You believe because you want to believe, because somehow you know that what you have faith in will not fail.

It is an exercise in futility to spend time hoping. Hope is rooting for the Orioles, desperately trying to will them to a World Series from my couch. Hope is a lottery ticket. Hope is wishing that people who have left you will come back and it will be the same as always. It's hoping that there's a mistake and a free pizza gets delivered to your house. It's dreaming of that foul ball, curving perfectly into the stands and into your hands off the bat of your favorite player. Hope is a selfish (or sometimes unselfish) prayer. It's wishing upon a star.
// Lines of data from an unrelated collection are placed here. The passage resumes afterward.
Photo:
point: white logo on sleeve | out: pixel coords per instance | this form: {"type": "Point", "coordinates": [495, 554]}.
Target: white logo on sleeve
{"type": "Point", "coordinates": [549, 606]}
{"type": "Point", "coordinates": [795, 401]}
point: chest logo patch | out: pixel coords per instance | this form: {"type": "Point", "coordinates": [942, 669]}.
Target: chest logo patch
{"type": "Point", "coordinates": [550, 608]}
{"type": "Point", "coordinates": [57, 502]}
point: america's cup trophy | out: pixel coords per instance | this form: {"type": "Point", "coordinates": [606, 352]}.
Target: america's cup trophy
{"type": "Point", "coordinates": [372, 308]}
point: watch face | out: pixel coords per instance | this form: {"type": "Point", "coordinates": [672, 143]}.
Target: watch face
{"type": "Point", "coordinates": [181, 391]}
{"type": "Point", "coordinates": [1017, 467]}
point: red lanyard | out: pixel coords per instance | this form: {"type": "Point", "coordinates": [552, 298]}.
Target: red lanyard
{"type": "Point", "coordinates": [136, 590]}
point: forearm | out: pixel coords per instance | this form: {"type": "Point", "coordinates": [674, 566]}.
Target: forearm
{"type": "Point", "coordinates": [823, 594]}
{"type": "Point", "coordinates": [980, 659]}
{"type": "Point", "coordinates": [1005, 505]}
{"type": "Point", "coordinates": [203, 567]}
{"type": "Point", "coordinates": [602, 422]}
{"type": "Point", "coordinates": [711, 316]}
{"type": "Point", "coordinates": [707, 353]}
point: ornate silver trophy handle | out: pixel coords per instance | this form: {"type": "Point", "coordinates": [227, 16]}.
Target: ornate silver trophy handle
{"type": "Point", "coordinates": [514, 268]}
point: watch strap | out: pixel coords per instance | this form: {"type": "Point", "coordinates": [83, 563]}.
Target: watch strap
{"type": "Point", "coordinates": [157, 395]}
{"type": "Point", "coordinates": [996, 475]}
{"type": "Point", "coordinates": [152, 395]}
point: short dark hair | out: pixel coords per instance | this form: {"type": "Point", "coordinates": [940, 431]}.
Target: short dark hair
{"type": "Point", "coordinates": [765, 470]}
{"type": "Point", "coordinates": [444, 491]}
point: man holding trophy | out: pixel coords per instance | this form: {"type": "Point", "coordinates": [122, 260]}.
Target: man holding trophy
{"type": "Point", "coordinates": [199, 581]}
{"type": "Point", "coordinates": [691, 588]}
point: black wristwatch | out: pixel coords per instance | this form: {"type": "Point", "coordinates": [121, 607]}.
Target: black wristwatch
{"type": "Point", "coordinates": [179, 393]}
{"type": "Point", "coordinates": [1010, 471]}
Just like faith, there is no proof that you will have this happen to you. There's simply no way of knowing which lottery ticket wins. But unlike faith, it would be foolish to believe in your heart of hearts that the ticket in your hand is the $4.7 million jackpot. Hope is a bad Bon Jovi song.

After all of this, after years of disdaining every second that I have had to rely on hope, something amazing happens. Barack Obama, a black man with just under four years of experience in the Senate, a man who had to overcome near impossible odds to reach this point, told me to hope. To bank on the relatively unknown. To hope that change is coming to our dying country. The sort of change that seems more impossible than the odds he has already overcome. This man will become the president of our country, the country that I am so often glad to live in, but that I am so often not proud of.

I don't have faith in him yet. I don't know what he will do. Who knows what our new government is capable of? Who knows if the hole is already too deep?

And yet, on Tuesday I voted for him. I went home and sat down. I remembered the way I felt as I stood in line in Baltimore City to vote, and how the air tasted in that stale church, as people buzzed in excitement. No one said the name "Obama" as I stood there, but the news later confirmed what I already knew: Obama had taken 90% of the vote in the city. I knew. I had seen those people on the buses, on the street, in the parks, by the Inner Harbor. They had changed, something had filled them.

That night my eyes clouded with tears as I watched thousands cheer on my television. It was over, and it was all about to start. And I felt something. Something more than just the moment.

So this is what hope feels like, I realized.